Great to hear all of that. I would very much like arq to actually get better and better. We are using arq in many of our projects.

One additional thing might be to allow some kind of locking for the jobs. I could image this to work like the ressource_group in GitLab (see https://docs.gitlab.com/ee/ci/resource_groups/) which allows only one job to run for each ressource group. This could allow users to easily ensure no two or more jobs try to change the same thing and by doing so solve many of the race conditions one could have when using async tasks.

samuelcolvin commented 8 months ago

That's very easily done in redis, I guess no reason for us not to add a utility.

tiangolo commented 8 months ago

We'll provide the same or similar method for enqueuing a job via it's name for cases where the worker code is not accessible where jobs are enqueued.

I love this part! That's the main reason I had gone for Celery over RQ and others (many years ago, long before FastAPI). That required weird tricks in how to define the Celery code.

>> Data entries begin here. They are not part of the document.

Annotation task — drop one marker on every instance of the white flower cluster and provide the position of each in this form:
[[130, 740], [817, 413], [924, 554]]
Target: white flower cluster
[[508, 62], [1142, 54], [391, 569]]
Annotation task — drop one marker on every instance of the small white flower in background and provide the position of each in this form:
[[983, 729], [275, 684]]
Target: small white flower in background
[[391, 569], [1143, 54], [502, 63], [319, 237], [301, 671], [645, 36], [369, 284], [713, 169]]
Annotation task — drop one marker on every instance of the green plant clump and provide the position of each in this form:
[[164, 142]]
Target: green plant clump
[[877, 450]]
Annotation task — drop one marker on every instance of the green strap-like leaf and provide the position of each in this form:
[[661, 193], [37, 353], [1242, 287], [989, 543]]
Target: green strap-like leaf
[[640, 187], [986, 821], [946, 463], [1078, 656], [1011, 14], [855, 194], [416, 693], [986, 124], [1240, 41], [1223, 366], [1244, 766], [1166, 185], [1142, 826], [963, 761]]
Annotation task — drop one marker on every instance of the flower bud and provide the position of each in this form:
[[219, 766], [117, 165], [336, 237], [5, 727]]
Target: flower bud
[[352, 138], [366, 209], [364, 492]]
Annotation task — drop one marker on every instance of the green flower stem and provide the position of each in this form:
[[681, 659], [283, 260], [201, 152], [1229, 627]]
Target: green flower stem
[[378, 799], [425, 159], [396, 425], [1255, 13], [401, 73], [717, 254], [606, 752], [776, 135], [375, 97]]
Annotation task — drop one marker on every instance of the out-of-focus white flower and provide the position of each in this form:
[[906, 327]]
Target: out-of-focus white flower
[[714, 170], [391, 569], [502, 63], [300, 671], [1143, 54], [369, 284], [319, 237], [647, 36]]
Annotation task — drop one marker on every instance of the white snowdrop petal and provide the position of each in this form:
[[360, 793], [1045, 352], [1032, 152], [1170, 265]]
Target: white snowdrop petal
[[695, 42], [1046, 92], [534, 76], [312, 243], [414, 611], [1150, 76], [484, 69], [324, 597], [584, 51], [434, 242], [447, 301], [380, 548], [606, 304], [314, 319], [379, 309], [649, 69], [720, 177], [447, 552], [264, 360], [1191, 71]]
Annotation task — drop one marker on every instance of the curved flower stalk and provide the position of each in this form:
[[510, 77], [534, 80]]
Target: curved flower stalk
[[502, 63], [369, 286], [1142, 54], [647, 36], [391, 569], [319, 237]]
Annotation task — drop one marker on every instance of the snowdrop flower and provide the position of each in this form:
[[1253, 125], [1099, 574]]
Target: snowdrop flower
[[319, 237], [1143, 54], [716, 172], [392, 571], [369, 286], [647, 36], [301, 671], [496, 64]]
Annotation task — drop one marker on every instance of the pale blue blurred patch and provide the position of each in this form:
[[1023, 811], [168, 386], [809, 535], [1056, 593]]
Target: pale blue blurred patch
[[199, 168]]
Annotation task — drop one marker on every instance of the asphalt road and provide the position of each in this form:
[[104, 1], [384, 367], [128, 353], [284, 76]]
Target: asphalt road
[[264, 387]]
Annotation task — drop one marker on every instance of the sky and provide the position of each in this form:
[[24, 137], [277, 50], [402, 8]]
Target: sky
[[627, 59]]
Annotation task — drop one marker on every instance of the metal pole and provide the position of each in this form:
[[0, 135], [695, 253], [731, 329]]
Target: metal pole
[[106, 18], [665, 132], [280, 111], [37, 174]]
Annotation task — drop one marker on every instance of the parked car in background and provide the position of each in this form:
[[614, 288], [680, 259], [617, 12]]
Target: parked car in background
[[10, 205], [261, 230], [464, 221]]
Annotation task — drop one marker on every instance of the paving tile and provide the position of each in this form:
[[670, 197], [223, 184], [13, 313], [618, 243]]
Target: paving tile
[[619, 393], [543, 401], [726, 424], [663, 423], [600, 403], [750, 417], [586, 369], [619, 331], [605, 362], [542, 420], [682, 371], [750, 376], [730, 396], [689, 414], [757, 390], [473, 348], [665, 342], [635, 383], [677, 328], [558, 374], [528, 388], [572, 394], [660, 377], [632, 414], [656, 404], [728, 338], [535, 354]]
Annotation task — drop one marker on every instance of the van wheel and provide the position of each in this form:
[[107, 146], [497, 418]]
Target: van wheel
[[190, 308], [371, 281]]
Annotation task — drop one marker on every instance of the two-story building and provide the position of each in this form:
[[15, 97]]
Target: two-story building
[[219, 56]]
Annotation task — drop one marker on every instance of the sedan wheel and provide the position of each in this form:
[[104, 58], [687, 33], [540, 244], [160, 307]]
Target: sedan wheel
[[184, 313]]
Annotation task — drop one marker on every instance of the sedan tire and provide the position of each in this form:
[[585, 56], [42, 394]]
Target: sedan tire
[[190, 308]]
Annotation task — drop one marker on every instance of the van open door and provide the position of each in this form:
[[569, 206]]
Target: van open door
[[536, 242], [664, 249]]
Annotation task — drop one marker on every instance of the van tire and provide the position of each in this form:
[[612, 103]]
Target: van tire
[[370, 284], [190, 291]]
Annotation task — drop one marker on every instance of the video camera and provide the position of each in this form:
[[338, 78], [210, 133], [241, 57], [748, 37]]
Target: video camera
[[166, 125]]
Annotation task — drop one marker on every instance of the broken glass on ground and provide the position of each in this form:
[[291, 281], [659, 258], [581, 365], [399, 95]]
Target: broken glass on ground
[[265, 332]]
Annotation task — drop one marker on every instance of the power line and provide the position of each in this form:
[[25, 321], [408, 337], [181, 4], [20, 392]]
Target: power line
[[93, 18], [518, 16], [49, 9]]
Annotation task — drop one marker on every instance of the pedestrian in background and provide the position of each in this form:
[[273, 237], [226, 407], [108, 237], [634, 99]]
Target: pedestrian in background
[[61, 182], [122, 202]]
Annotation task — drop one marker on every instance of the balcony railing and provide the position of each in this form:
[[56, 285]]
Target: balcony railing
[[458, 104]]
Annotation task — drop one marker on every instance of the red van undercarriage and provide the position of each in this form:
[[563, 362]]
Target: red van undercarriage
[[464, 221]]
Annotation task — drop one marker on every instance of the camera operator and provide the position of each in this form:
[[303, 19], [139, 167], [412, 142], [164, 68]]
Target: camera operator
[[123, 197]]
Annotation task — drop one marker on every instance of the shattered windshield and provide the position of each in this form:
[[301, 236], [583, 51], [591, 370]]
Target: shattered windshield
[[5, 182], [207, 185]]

Having something that takes this into account first-class sounds amazing.


It would be great if it could also support regular def functions on top of async functions, like Starlette/FastAPI, running them on a thread worker (anyio.to_thread.run_sync()). I think this would simplify migrating sync codebases, or adopting it for mainly sync codebases.

dhruv-ahuja commented 8 months ago

It would be great if it could also support regular def functions on top of async functions, like Starlette/FastAPI, running them on a thread worker (anyio.to_thread.run_sync())

I support this statement heavily. We have a synchronous codebase at work for a current project requirement using Fastapi. We had to go with rq for the queuing solution (Celery was a bit too heavy for our use case), which works great but I would have loved to go for arq to ensure future proofing with async support, but this wasn't possible.

Kludex commented 8 months ago

I would like to see automatic documentation with AsyncAPI.

SlavaSkvortsov commented 8 months ago

Thank you very much for working on arq - it's a great project, we've been using it a lot and I'm happy it's getting some love <3

It would be great to have an out of the box priorities for the jobs. Currently, we're using this solution. We can't adapt the approach with different queues because we need to have the same limited number of concurrent jobs and sometimes execute some urgent jobs ahead of the others

samuelcolvin commented 8 months ago

I think you can run stream consumers on different streams with different priorities, so that should be possible.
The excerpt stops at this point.